The time and development that Eric has put into this car can really only be appreciated up close. There are hundreds of little touches designed to improve upon the car, but not change its character completely – shaving the stock bumper mounts and creating custom hidden brackets to hold the front bumper in place, for example.
And I think it’s worth reminding you that this was a car originally destined to be stripped and added to the scrap heap 15 years ago. Eric has persevered through cultural barriers, corrosive Okinawan humidity, Japanese bureaucracy and international relocations to build his ultimate Hakosuka.

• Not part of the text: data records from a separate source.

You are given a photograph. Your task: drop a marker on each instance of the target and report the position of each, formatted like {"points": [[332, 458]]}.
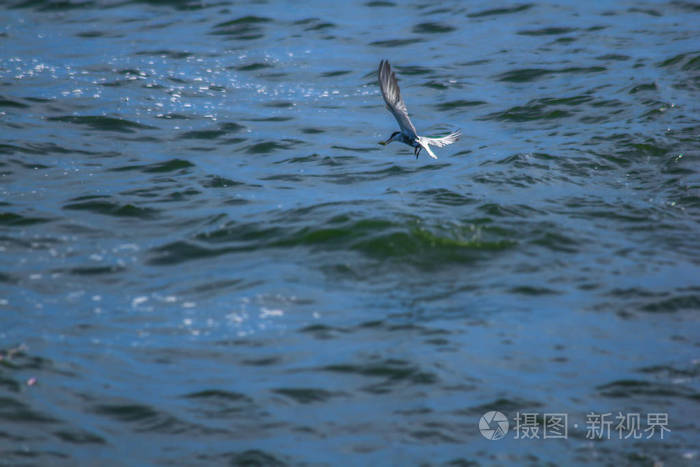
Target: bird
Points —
{"points": [[395, 104]]}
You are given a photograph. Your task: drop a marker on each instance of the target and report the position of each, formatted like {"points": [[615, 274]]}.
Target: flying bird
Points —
{"points": [[396, 105]]}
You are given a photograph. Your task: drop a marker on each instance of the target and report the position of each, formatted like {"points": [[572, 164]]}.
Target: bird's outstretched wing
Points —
{"points": [[392, 97], [445, 140]]}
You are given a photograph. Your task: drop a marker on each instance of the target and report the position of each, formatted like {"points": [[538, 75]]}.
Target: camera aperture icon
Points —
{"points": [[493, 425]]}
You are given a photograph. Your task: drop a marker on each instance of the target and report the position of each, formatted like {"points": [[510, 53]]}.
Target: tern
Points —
{"points": [[396, 105]]}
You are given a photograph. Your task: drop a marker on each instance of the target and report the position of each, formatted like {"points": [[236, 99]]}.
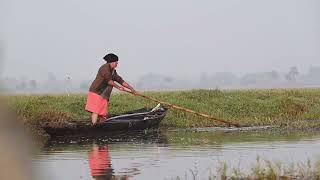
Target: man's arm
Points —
{"points": [[112, 83], [127, 85]]}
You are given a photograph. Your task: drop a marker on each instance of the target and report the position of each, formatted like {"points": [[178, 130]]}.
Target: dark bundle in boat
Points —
{"points": [[140, 119]]}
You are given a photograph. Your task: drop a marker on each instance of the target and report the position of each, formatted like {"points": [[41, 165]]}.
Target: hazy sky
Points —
{"points": [[179, 37]]}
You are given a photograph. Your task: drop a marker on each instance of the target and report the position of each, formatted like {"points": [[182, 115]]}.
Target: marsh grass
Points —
{"points": [[289, 108], [265, 169]]}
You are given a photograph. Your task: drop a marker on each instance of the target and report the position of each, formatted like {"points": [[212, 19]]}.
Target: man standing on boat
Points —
{"points": [[101, 88]]}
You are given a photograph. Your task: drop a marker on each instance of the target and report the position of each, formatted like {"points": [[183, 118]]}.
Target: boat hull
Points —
{"points": [[136, 120]]}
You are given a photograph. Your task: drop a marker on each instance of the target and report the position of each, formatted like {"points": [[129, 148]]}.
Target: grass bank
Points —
{"points": [[289, 108]]}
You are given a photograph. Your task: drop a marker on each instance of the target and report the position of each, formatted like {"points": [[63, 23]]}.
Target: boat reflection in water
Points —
{"points": [[100, 164]]}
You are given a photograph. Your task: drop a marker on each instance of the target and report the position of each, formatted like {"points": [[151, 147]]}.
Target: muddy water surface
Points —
{"points": [[168, 154]]}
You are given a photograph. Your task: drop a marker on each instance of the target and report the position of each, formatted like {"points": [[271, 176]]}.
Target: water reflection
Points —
{"points": [[170, 154], [100, 162]]}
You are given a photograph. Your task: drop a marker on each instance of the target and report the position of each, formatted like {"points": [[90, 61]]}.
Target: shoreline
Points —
{"points": [[293, 109]]}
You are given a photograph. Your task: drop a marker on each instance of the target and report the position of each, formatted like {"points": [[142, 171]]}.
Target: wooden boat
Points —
{"points": [[135, 120]]}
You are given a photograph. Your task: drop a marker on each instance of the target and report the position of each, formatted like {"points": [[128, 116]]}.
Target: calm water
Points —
{"points": [[166, 155]]}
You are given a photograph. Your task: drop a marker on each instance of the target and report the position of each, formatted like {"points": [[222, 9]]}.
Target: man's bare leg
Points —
{"points": [[94, 118]]}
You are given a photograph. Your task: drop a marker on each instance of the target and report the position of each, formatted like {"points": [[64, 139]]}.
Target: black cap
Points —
{"points": [[111, 58]]}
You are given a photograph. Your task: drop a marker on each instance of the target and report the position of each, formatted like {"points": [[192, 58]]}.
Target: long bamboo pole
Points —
{"points": [[185, 109]]}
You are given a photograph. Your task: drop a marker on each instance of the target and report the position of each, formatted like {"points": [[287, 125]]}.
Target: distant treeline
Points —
{"points": [[152, 81]]}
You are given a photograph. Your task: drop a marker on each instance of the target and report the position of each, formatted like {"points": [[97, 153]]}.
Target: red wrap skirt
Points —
{"points": [[97, 104]]}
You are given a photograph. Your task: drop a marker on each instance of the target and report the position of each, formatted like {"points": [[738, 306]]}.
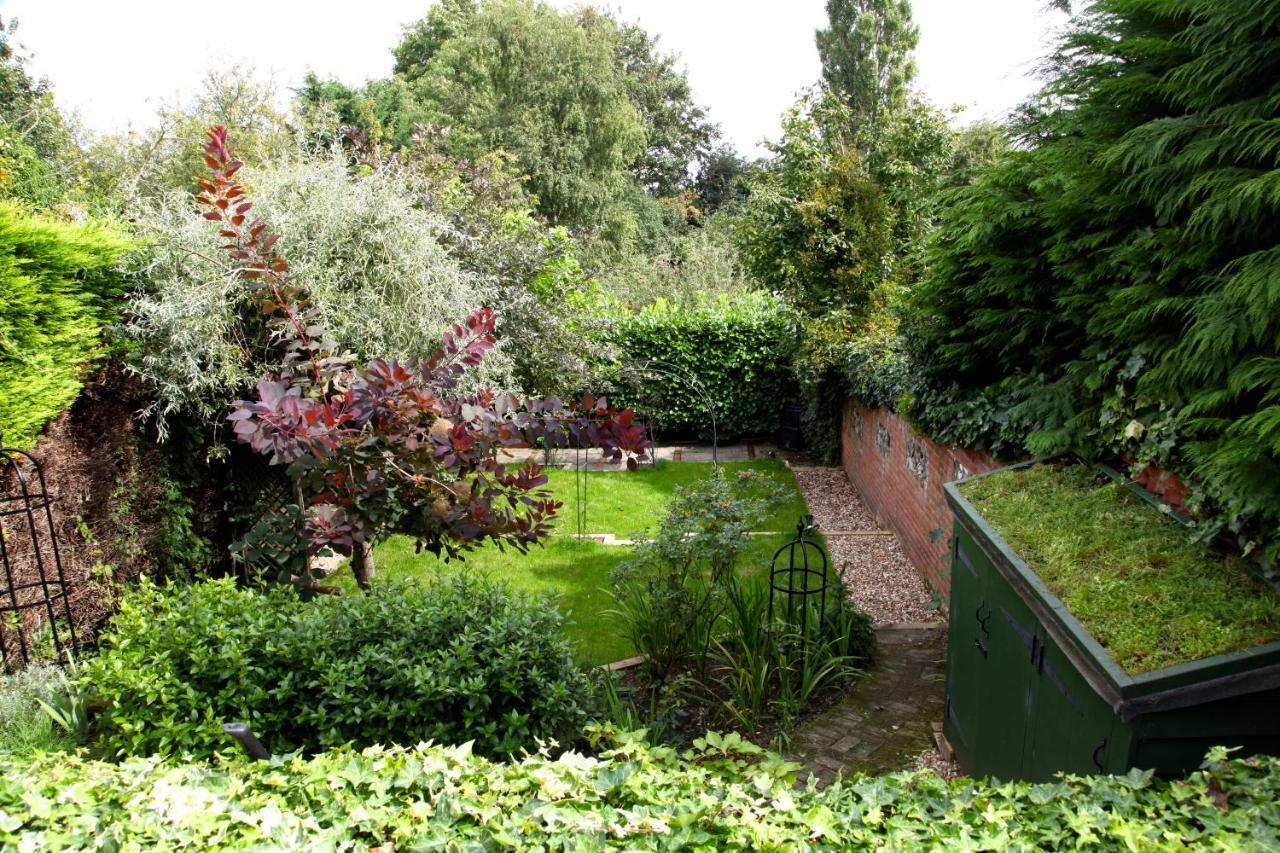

The passion that Eric and his group of enthusiast buddies have is absolutely infectious. Although they don’t realise it, this makes them one of the coolest bunch of guys I’ve ever met.
At the risk of sounding overly poetic, I think guys like Eric are really carrying the torch for these custom Japanese classics in Japan. The idea of owning a car for a lifetime and slowly improving and enjoying it is foreign in today’s culture of flash-trends and disposable consumerism, but you just have to look at the passion it ignites in all those who see the car to realise that this is doing it right.
Cars like these transcend any language or cultural barriers – just check out these smiles when the two young attendants at the petrol station got to check out something that wasn’t a low-emission, high-comfort econobox. If there was ever a definition of cool, I’m pretty sure this is it.